Prominent thinkers like Amartya Sen and Leo Strauss laid the groundwork for comparative political theory by exploring themes like justice, liberty, and democracy across different cultural traditions. In addition, Edward Said’s concept of "Orientalism" highlighted the importance of critical engagement with how Western thought perceived and misrepresented non-Western societies. These developments inspired scholars to compare political ideas across civilizations without privileging any single tradition.

== Objectives ==
Comparative political theory has several key objectives:

- Expanding Canonical Boundaries: By engaging with diverse philosophical traditions, comparative political theory challenges the dominance of Western political theory and encourages a more pluralistic and inclusive understanding of political thought.
- Cross-Cultural Dialogue: comparative political theory promotes conversations between different intellectual traditions, fostering understanding and learning across cultural divides. This dialogue helps identify common themes and points of divergence in political philosophy.
- Critiquing Eurocentrism: One of the central goals of comparative political theory is to critique the universalist claims of Western political theory by showing how political concepts vary across cultures.
- Normative Engagement: comparative political theory is not just descriptive but also normative, offering frameworks for evaluating political institutions, practices, and values in a cross-cultural context.

== Methodologies ==
Comparative political theory employs a range of methodologies to achieve its goals:

=== Textual comparison ===
One of the core methods in comparative political theory is the comparative analysis of canonical texts from different traditions. For instance, scholars may compare Confucian writings on ethics and governance with Aristotelian ideas of virtue and politics.

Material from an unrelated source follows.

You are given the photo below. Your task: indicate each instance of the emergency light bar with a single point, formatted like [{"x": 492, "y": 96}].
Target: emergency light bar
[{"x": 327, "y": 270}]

Such textual comparisons reveal both shared concerns and distinct cultural interpretations of political concepts like justice, power, and authority.

=== Conceptual history ===

Conceptual history examines how political ideas develop and evolve within different cultural and historical contexts. This method is useful for analyzing how similar concepts—such as liberty, equality, or rights—manifest across various traditions and time periods.

=== Genealogical analysis ===
Genealogical methods trace the historical origins of political concepts to reveal their contingent, culturally specific nature. Inspired by the work of Michel Foucault, genealogical analysis helps comparative political theory scholars deconstruct assumptions of universality and expose hidden power dynamics in political discourse.

=== Fieldwork and ethnography ===
Some comparative political theory scholars use fieldwork to study how political ideas are lived and practiced in non-Western societies. This ethnographic approach provides a more grounded understanding of how political theories are embedded in cultural practices and social institutions.

=== Translation and interpretation ===
Translation plays a critical role in comparative political theory, as many foundational texts are written in non-Western languages. Accurate translation and interpretation are necessary to preserve the nuances of original texts and avoid misrepresentation or oversimplification.

== Debates ==

=== Universalism vs. Particularism ===
One of the central debates in comparative political theory is whether political concepts like justice and human rights are universal or culturally specific. Universalists argue that certain values transcend cultural boundaries, while particularists emphasize the diversity of moral and political systems across societies.

=== Cultural Appropriation and Misrepresentation ===
Comparative political theory scholars are often concerned with the risk of cultural appropriation or the misinterpretation of non-Western ideas. Careful scholarship is required to avoid imposing Western categories onto non-Western traditions or simplifying complex philosophical systems.

=== Hybridity and Syncretism ===
Some comparative political theory thinkers advocate for hybrid or syncretic approaches that blend insights from multiple traditions to create new political frameworks. For example, scholars have explored the potential of combining liberal democratic principles with Confucian ideas of meritocracy and social harmony.

=== Power and Representation ===
Critical comparative political theory scholars examine how global power imbalances shape the production and dissemination of political knowledge. They highlight the need to amplify marginalized voices and challenge the dominance of Western epistemologies in academic discourse.